On the other order, the learned counsel to the Respondent contended that the order made on 11/2/2002 goes to the root of the substantive case. He referred to Appellants claim and pointed out that the main claim is to the release of the goods in dispute.

My lords, without dissipating much energy on this issue, it is clear that order of 11/2/2002 were predicated on the earlier order made on 16/11/2000 which order I have earlier held to be a nullity and set aside. Since this order has been set aside, the order of the trial Court made on 11/2/2002 can no longer stand. The said order is equally set aside. However, it must be pointed out that this Court in a long line of cases has repeatedly warned that a Court hearing an interlocutory application should refrain from commenting or determining any of the issues in dispute in the substantive case.
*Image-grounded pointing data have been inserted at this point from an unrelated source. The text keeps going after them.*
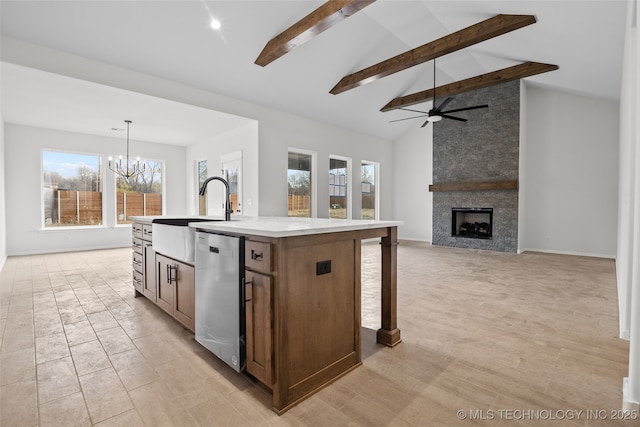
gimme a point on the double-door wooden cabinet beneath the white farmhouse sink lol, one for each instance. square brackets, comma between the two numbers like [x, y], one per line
[175, 292]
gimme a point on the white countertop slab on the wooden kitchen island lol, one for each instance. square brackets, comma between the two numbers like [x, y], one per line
[287, 226]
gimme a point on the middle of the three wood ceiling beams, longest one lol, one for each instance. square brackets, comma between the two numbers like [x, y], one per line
[485, 30]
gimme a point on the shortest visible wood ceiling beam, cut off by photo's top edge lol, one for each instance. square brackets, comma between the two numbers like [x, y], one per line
[321, 19]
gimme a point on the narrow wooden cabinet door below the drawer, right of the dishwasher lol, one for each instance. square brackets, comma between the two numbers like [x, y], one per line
[259, 327]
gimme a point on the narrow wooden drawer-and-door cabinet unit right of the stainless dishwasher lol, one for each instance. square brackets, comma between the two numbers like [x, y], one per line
[259, 310]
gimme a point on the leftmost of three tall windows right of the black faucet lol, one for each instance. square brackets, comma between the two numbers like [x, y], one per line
[299, 183]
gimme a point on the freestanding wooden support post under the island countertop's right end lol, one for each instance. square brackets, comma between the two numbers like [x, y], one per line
[389, 334]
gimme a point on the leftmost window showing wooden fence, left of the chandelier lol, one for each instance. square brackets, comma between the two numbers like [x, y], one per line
[72, 189]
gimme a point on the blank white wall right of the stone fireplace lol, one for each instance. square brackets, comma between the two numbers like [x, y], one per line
[570, 178]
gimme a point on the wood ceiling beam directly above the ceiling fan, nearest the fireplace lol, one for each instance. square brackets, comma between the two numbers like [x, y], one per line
[516, 72]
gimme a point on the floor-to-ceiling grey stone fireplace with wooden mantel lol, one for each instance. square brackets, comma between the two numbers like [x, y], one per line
[475, 171]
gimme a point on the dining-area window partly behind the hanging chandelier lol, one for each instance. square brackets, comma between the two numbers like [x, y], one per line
[140, 195]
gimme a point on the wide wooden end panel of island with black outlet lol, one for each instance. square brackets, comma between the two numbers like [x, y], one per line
[319, 313]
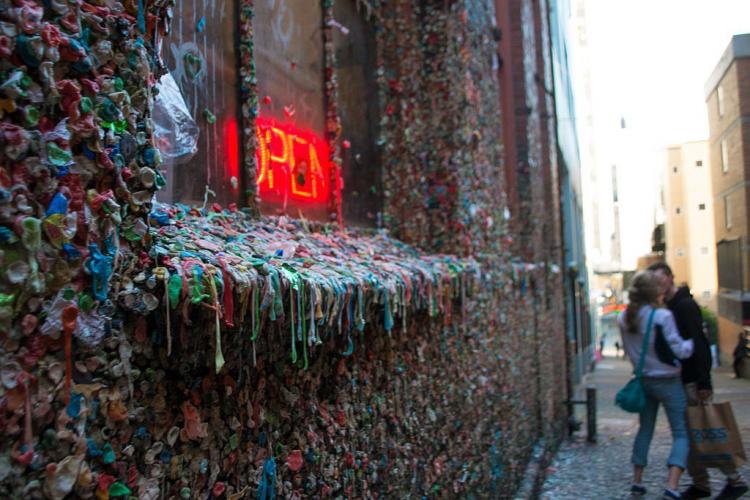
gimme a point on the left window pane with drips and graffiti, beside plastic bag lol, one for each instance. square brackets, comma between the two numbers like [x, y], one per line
[201, 55]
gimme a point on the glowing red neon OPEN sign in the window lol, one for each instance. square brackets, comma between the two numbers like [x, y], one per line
[292, 164]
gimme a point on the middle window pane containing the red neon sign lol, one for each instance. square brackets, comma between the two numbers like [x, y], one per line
[294, 173]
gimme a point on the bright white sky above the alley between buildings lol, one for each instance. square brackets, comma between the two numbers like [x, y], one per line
[647, 62]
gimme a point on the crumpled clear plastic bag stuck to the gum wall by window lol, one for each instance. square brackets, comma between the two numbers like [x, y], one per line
[175, 130]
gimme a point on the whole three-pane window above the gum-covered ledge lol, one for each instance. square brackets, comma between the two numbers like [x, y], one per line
[294, 173]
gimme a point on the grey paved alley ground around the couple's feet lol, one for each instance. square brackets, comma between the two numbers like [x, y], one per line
[603, 470]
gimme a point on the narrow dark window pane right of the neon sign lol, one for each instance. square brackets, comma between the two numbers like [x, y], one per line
[359, 112]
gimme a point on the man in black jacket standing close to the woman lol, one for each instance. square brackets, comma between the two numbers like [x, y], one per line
[696, 376]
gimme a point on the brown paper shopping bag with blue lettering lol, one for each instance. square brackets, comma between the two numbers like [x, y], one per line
[715, 440]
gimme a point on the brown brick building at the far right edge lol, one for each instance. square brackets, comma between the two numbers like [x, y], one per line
[728, 99]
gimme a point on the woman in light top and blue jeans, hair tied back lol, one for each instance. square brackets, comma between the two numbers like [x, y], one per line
[661, 381]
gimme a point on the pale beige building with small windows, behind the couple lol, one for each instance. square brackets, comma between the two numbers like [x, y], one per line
[689, 224]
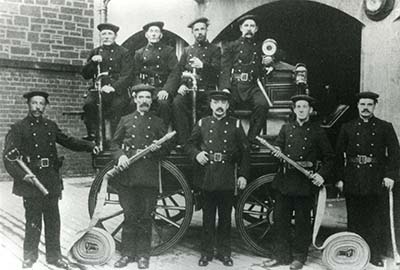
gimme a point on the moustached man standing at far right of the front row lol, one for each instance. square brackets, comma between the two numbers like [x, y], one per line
[369, 156]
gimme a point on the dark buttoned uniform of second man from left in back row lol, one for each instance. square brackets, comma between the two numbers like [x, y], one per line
[153, 65]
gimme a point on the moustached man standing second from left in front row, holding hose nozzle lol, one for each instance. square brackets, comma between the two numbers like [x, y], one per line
[138, 185]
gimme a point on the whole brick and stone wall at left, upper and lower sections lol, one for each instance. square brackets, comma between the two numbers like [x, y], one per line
[43, 44]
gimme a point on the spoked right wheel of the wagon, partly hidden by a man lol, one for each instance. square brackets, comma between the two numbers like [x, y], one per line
[254, 215]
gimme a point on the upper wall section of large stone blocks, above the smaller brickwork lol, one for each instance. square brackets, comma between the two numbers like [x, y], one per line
[56, 31]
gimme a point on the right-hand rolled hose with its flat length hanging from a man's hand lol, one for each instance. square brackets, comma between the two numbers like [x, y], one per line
[341, 251]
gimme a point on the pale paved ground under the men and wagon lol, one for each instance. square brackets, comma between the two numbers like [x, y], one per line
[74, 217]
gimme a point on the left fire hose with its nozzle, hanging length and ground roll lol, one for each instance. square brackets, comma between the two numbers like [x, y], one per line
[93, 245]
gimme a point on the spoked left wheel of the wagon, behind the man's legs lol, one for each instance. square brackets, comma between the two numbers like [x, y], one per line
[171, 217]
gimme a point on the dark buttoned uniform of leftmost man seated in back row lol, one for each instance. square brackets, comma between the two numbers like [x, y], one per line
[116, 62]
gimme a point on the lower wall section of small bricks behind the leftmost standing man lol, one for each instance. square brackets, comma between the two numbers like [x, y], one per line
[66, 92]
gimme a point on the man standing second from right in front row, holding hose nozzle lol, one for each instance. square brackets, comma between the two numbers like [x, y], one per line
[306, 143]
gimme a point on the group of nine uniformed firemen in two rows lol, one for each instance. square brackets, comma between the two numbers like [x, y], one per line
[150, 84]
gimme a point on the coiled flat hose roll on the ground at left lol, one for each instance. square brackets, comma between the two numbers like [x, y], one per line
[95, 247]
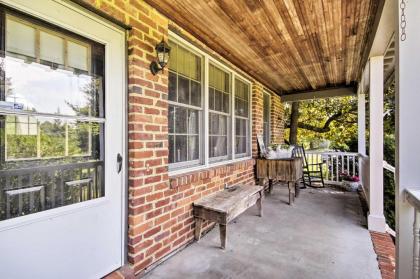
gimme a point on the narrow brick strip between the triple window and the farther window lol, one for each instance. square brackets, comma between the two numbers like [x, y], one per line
[257, 115]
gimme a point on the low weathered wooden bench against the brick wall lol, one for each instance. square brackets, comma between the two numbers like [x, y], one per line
[224, 206]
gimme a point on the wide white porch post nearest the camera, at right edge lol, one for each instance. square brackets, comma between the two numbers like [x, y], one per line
[407, 131]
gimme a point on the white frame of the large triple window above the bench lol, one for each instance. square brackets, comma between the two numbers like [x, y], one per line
[206, 162]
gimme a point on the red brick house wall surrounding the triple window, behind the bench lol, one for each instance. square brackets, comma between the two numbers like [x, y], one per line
[160, 207]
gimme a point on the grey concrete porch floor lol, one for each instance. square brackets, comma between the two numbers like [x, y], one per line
[321, 236]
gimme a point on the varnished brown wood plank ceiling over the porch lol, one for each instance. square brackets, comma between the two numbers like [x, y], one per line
[288, 45]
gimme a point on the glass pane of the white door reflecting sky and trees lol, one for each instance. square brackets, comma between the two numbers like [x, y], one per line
[51, 118]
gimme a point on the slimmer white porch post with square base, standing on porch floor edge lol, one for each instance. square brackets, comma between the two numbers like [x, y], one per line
[376, 219]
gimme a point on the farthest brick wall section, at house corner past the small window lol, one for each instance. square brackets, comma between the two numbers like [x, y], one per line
[277, 119]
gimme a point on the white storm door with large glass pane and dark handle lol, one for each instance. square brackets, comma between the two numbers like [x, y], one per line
[61, 130]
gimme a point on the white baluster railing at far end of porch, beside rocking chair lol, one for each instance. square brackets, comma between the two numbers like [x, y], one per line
[335, 164]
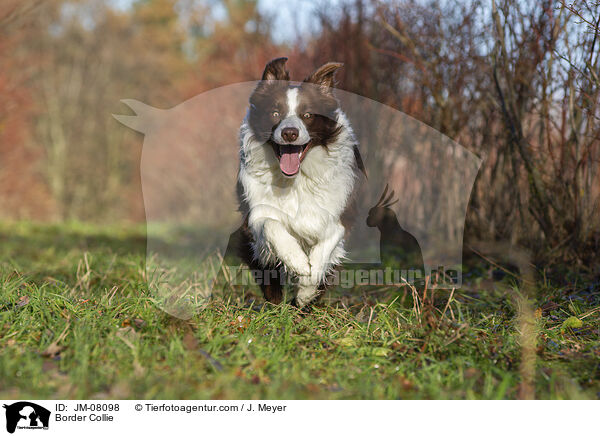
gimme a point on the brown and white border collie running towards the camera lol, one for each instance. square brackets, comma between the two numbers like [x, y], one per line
[299, 162]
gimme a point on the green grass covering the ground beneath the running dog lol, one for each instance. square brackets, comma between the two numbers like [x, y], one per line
[77, 321]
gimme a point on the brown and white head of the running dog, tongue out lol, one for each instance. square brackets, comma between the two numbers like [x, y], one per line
[294, 117]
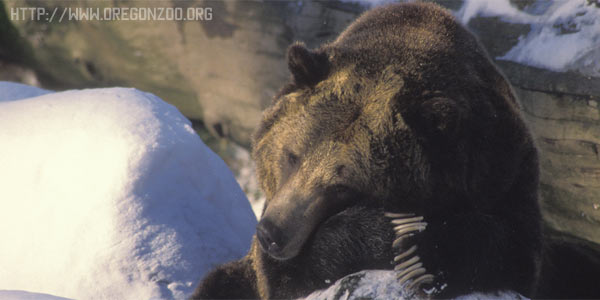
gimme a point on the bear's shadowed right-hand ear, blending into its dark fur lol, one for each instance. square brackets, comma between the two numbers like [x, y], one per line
[440, 118]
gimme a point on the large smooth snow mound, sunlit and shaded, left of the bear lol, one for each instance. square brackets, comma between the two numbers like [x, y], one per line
[109, 194]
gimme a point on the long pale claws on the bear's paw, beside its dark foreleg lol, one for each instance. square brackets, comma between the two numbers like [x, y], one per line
[410, 269]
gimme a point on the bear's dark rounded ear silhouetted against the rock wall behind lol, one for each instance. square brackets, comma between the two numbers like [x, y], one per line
[307, 67]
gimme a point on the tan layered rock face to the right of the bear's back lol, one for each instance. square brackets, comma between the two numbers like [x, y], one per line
[562, 111]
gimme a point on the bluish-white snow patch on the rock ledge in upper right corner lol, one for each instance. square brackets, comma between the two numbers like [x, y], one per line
[564, 36]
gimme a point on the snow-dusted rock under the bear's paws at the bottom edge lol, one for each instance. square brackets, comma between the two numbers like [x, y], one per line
[379, 284]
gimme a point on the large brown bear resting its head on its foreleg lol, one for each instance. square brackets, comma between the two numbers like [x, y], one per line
[398, 145]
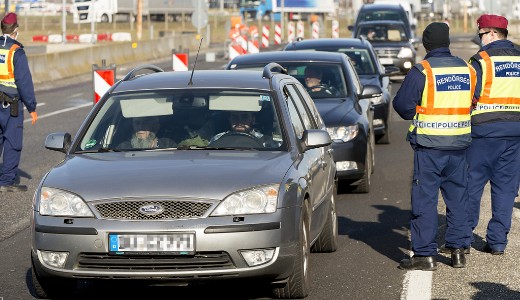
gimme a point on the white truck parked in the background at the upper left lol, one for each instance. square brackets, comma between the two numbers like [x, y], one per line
[108, 11]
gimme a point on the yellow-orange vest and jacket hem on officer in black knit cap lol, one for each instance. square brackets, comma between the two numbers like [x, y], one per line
[443, 117]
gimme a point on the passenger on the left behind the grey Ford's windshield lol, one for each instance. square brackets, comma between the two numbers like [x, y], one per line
[145, 135]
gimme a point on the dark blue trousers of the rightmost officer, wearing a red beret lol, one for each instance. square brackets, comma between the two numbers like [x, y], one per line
[497, 161]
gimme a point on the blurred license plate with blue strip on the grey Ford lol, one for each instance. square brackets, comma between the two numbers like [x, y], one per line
[171, 243]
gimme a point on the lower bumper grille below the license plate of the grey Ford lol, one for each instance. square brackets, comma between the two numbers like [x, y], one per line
[199, 261]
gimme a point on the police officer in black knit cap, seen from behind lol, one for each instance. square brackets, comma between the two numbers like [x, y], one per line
[436, 96]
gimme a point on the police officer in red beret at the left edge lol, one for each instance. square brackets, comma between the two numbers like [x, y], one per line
[15, 85]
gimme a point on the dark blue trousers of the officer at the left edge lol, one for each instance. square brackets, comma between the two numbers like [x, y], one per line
[11, 137]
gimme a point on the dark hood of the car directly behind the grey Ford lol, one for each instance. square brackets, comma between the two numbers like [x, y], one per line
[333, 111]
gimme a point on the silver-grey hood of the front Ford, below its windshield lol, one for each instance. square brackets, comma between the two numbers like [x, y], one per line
[190, 173]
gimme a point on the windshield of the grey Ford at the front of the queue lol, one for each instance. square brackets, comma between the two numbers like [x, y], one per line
[184, 120]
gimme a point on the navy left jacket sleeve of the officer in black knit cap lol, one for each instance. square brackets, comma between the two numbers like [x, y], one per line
[409, 94]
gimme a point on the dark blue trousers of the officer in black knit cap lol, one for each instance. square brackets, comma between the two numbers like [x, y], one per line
[447, 171]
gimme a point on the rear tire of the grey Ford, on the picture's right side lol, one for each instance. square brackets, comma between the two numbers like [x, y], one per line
[327, 241]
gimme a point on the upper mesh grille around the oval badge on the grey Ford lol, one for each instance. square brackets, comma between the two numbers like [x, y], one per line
[129, 210]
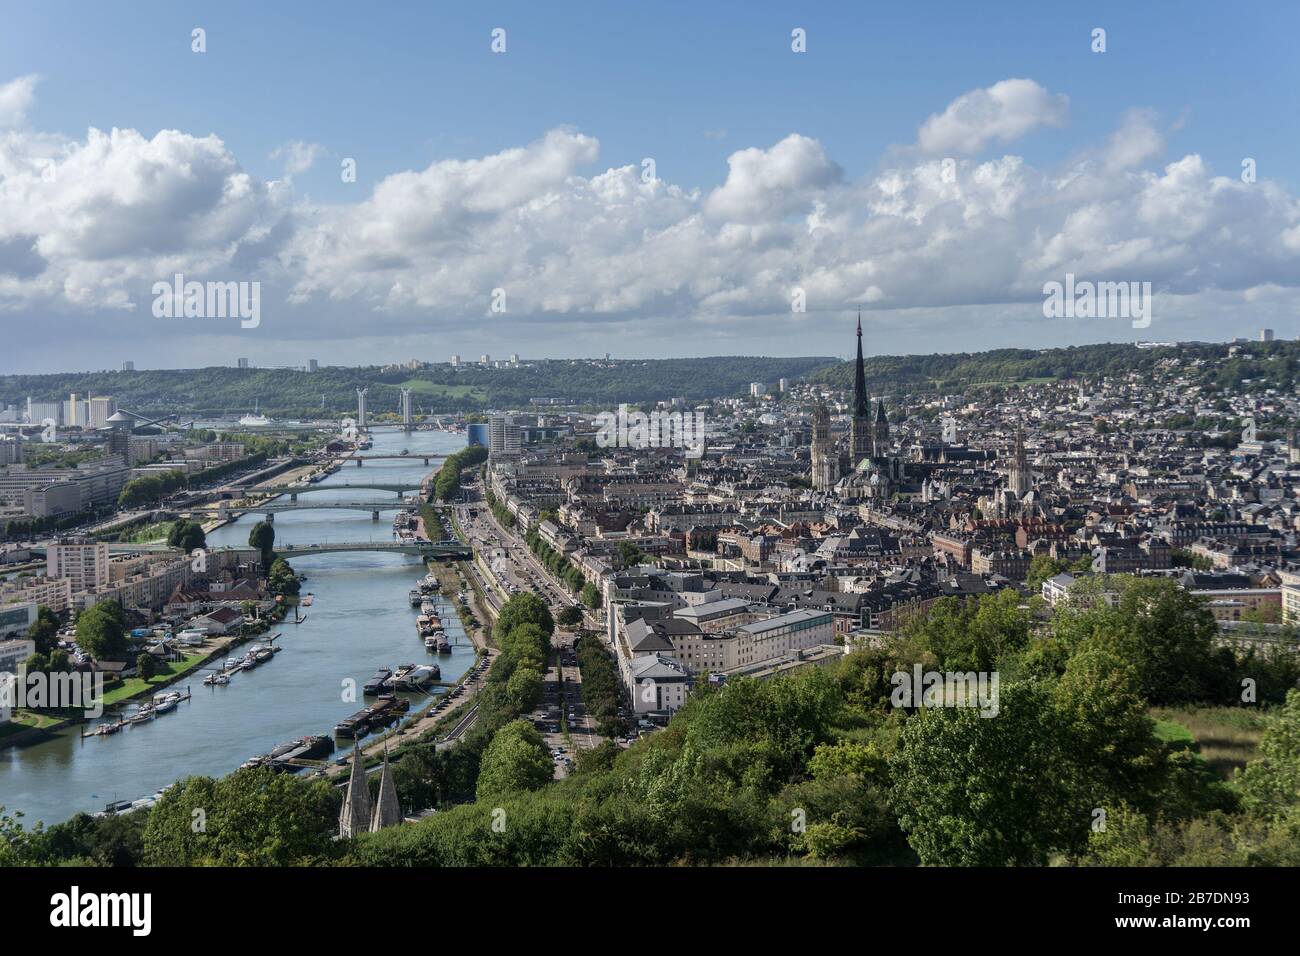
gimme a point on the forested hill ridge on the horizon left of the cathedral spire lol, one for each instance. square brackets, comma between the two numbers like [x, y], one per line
[292, 393]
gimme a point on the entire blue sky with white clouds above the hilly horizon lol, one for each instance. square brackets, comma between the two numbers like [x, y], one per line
[645, 180]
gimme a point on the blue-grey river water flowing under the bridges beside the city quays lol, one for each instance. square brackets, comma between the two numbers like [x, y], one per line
[361, 620]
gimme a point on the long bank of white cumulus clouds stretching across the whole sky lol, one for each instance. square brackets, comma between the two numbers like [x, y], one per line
[90, 224]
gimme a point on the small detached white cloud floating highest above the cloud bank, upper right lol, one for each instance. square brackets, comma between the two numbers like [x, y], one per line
[1003, 113]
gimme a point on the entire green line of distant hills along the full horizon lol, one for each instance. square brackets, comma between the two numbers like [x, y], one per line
[291, 393]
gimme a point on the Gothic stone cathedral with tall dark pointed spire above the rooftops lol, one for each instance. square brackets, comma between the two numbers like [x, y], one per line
[868, 471]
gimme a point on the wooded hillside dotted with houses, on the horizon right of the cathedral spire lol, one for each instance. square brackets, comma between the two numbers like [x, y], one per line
[1266, 365]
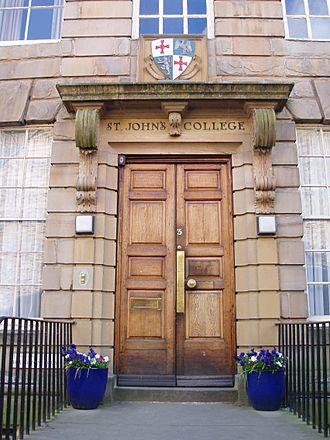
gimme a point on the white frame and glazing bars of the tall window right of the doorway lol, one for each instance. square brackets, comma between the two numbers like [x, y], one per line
[316, 218]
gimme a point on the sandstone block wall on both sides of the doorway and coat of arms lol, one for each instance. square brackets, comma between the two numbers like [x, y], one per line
[96, 45]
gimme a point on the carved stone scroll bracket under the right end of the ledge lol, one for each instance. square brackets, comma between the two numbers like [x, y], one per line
[264, 139]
See BANK OF IRELAND V. UNION BANK NIGERIA LTD (1998) 7 SCNJ 385, JIMI ODUBA V. SCHEEPY (1997) 6 SCNJ 2161, MAGNUSSON V. R. KOIKI (1993) 12 SCNJ 114, KOTOYE VS. SARAKI (1994) 7 – 8 SCNJ 54, FSB INT. BANK LTD V. IMANI NIG. LTD (2000) 7 SCNJ 65, UNIVERSITY PRESS LTD V. I. K. MARTINS NIG. LTD (2000) 2 SCNJ 224, and MIKE MOMOH v. VAB PETROLLEUM INC. (2000) 2 SCNJ 200.

In the instant case, the order made by the court touched on the substantive claim and as such pre-judging the matter before it. I also resolve the second issue in favour of the respondent.

Concerning the cross appeal, I have carefully perused the record of appeal I could find no such evidence to show that the trial Court sat in chambers as claimed.

For the above reasons my lords, the appeal and cross appeal lack merit and they are consequently dismissed. The judgment of the lower Court is hereby affirmed.

It is quite unfortunate that a matter instituted in 1998 is yet to be heard on merit. The parties have concentrated on interlocutory matters without taking steps to ensure the hearing of the appeal on merit. If it has taken 15 years to pursue interlocutory matters how long would it take to conclude the substantive matter This does not augur well for our administration of justice system. Indeed, it is a calculated black mail to the common law system. As a result, I hereby order that this case be given speedy and accelerated hearing at the trial Court.

I award the sum of N100,000.00 as costs in favour of the respondent herein.